To also accommodate the caloric needs estimate for active people, this BMR calculator has a few generalized dropdown selections for activity levels. These go from no, to light, moderate, high, and extreme sports training and workout levels. In general, you could consider it like this:

  • No – you don’t work out
  • Light – 1 to 3 workouts about 30 minutes or less per week
  • Moderate – 3 to 5 workouts about 50 minutes or less per week
  • High – workout pretty much every day for over an hour
  • Extreme – workout every day over 90 minutes regularly > HR Zone 3

Using the BMR Calculator

If you are honest about all of this, and there’s no reason to not be, this BMR calculator will give you your Basal or resting rate of caloric expenditure, as well as an estimated daily caloric need to adequately support your sport, workout, training or other activity level. How do you use this information?
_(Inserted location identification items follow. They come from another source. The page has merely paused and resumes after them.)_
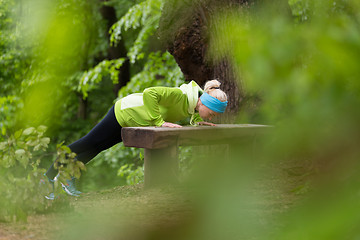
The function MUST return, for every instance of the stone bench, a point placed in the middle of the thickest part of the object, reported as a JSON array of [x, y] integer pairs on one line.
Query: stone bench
[[161, 145]]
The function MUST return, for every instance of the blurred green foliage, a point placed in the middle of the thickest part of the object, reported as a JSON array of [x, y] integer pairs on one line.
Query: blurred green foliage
[[304, 70], [20, 156]]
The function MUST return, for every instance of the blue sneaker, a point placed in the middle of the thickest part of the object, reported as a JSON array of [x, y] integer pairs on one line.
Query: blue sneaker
[[70, 188], [49, 185]]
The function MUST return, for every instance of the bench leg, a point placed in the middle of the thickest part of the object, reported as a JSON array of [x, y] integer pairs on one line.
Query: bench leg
[[161, 166]]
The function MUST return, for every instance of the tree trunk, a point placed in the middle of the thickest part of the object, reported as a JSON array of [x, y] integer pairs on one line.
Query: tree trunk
[[115, 52], [184, 27], [187, 39]]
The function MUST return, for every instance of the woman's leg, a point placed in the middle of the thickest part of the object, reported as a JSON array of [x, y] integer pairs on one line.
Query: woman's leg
[[104, 135]]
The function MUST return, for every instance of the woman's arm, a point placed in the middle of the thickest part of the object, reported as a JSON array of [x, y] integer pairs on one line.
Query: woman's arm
[[171, 125]]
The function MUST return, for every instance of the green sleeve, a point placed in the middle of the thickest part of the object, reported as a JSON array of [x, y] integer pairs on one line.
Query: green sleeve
[[197, 118], [151, 97]]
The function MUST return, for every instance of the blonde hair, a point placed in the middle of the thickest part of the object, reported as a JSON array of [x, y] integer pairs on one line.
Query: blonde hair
[[212, 88]]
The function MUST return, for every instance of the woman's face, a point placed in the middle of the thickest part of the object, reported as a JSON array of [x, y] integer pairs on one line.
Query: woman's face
[[206, 113]]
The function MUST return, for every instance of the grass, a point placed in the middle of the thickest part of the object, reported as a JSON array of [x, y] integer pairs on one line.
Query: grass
[[130, 212]]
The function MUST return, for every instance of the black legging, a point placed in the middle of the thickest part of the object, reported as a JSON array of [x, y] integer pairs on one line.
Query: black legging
[[104, 135]]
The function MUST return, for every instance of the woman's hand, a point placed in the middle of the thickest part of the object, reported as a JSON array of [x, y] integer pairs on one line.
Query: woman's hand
[[172, 125], [206, 124]]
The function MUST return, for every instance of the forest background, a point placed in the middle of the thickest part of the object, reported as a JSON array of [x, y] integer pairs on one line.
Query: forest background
[[64, 63]]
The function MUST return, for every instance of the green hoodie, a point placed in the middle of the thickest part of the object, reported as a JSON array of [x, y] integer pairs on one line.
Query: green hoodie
[[157, 105]]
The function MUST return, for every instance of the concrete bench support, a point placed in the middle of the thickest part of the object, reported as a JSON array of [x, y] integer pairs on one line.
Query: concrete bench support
[[161, 145], [161, 166]]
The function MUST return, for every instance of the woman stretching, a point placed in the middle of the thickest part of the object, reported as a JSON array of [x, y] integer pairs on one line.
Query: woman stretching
[[156, 106]]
Are you able to track your daily caloric intake, or the calories in the food and drink you consume in a day? There are apps for that, or you can go old-school and use a notebook to track your calories. Take note of the number of calories this BMR Calculator suggests. If you are having difficulty recovering from your workout and you discover that you are not eating as much as you should, you can fix that. If you determine you are eating way too much for your level of activity, then you can also fix that.

Remember to eat good healthy food first. That should be the foundation of your own nutrition plan. If you are wanting to lose weight, or burn fat, some people experience great success by subtracting a few hundred calories from their activity level recommended calories and eating accordingly. Some people can lose a pound or so per week using that method. We’ll talk about that in a later post.